Diese möglichen Ergebnisse weisen scheinbar auf unterschiedliche Lösungen hin. Forscher wie Murray glauben, dass Länder auf dem Weg zu einer umgekehrten Alterspyramide Maßnahmen ergreifen sollten, die das Aufziehen von Kindern erleichtern – wie öffentlich finanzierte Kinderbetreuung oder Kindergeld –, um zu verhindern, dass die Fruchtbarkeit zu weit absinkt. O’Sullivan, der die Sorge um das Altern für übertrieben hält, ist der Meinung, dass die Normalisierung kleiner Familien erforderlich ist, um die schlimmsten Auswirkungen der Überbevölkerung abzuwehren. Um dies zu erreichen, könnten Maßnahmen wie die Verbesserung der Sexualerziehung in Schulen, die Geburtenkontrolle von Tür zu Tür und die Ermutigung von Mädchen in Ländern mit niedrigem Einkommen, die Schule zu beenden, erforderlich sein. Dennoch glauben einige Demografen, dass eine Fixierung auf Bevölkerungszahlen fehl am Platz ist. Die beträchtlichen Diskrepanzen zwischen den langfristigen Bevölkerungsprognosen spiegeln echte Unvorhersehbarkeit wider, sagte mir Nico Keilman, ein ehemaliger Demografie-Professor an der Universität Oslo, der seine Karriere damit verbrachte, Unsicherheit zu studieren.

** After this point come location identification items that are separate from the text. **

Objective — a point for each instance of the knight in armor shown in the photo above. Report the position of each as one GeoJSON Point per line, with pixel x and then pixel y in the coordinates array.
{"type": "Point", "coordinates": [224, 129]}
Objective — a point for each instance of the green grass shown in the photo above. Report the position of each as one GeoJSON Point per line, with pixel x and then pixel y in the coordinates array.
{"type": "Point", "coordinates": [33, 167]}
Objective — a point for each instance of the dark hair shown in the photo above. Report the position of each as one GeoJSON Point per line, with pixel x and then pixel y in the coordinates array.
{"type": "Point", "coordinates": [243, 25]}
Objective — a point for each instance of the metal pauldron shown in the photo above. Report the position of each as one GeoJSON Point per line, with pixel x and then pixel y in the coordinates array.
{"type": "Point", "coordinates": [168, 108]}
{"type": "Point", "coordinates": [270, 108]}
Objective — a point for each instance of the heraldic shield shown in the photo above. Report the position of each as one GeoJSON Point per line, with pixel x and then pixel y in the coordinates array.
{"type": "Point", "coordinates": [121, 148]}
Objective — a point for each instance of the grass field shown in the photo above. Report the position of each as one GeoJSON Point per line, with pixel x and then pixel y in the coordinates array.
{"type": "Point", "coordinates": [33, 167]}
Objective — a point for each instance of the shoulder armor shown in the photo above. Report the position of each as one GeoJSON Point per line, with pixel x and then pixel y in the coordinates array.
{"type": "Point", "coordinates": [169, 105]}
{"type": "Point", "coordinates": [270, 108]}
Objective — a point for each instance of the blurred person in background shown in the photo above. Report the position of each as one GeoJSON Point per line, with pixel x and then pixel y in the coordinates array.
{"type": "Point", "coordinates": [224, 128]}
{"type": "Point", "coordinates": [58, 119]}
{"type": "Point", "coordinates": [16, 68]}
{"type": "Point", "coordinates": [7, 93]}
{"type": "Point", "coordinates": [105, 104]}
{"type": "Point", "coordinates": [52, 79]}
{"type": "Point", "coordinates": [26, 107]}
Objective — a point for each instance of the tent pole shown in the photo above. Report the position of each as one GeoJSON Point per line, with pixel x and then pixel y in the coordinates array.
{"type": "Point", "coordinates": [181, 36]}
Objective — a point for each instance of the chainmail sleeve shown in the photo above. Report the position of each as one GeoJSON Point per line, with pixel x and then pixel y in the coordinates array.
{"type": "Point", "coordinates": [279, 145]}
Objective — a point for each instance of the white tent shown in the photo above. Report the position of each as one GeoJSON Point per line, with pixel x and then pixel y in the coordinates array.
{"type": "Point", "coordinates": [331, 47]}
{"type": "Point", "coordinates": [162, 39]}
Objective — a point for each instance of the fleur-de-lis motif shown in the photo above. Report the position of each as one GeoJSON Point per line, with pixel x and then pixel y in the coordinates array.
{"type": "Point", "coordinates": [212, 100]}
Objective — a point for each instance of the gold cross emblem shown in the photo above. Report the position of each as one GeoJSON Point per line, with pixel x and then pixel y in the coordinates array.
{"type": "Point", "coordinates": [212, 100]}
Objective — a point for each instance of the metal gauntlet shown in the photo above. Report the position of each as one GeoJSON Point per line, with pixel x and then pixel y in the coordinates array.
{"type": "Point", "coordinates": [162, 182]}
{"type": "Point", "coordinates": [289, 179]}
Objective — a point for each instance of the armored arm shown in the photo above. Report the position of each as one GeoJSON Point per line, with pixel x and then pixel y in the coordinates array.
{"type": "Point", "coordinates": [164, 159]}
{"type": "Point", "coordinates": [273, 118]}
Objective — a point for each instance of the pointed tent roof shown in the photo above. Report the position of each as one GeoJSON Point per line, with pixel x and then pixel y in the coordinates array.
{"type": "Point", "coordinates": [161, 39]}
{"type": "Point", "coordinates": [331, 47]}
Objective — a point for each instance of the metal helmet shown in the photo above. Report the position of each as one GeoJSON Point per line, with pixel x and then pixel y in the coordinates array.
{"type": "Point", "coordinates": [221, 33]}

Unabhängig davon, wann genau die Erdbevölkerung ihren Höhepunkt erreicht oder fällt, werden die durch Alterung und Klimawandel verursachten Probleme schlimm sein, wenn sie nicht angegangen werden. So viel zu akzeptieren, könnte ein Vorteil sein, wenn es die politischen Entscheidungsträger auf das lenkt, was sie tatsächlich kontrollieren können. „Es ist die Angewohnheit von Regierungen zu versuchen, demografische Probleme zu lösen, Zitat, unzitiert, mit demografischen Lösungen“, Stuart Gietel-Basten, Professor für Sozialwissenschaften und öffentliche Ordnung an der Universität für Wissenschaft und Technologie in Hongkong, der an der Entwicklung des CEPAM-Modells mitgewirkt hat , erzählte mir. Regierungen, die sich Sorgen um CO2-Emissionen machen, könnten sich beispielsweise darauf konzentrieren, die Fruchtbarkeit zu senken, anstatt Wege zu finden, den CO2-Fußabdruck einer durchschnittlichen Person zu minimieren. Er räumt ein, dass Bevölkerungswachstum und Alterung die Gesellschaft vor Herausforderungen stellen und die Folge von Problemen wie Geschlechterungleichheit, mangelnder Bildung und schlechter Unterstützung für berufstätige Eltern sein können. Aber die Behandlung der Fruchtbarkeit – die ebenso hartnäckig wie unberechenbar ist – als Problem kann Regierungen zum Scheitern bringen.

Gietel-Bastens Perspektive scheint der Idee, dass Demografie Schicksal ist, eine hoffnungsvollere Wendung zu geben. Viele Aspekte unseres Schicksals liegen möglicherweise nicht in unserer Macht. Die Frage ist, wie gut wir mit dem umgehen können, was wir haben.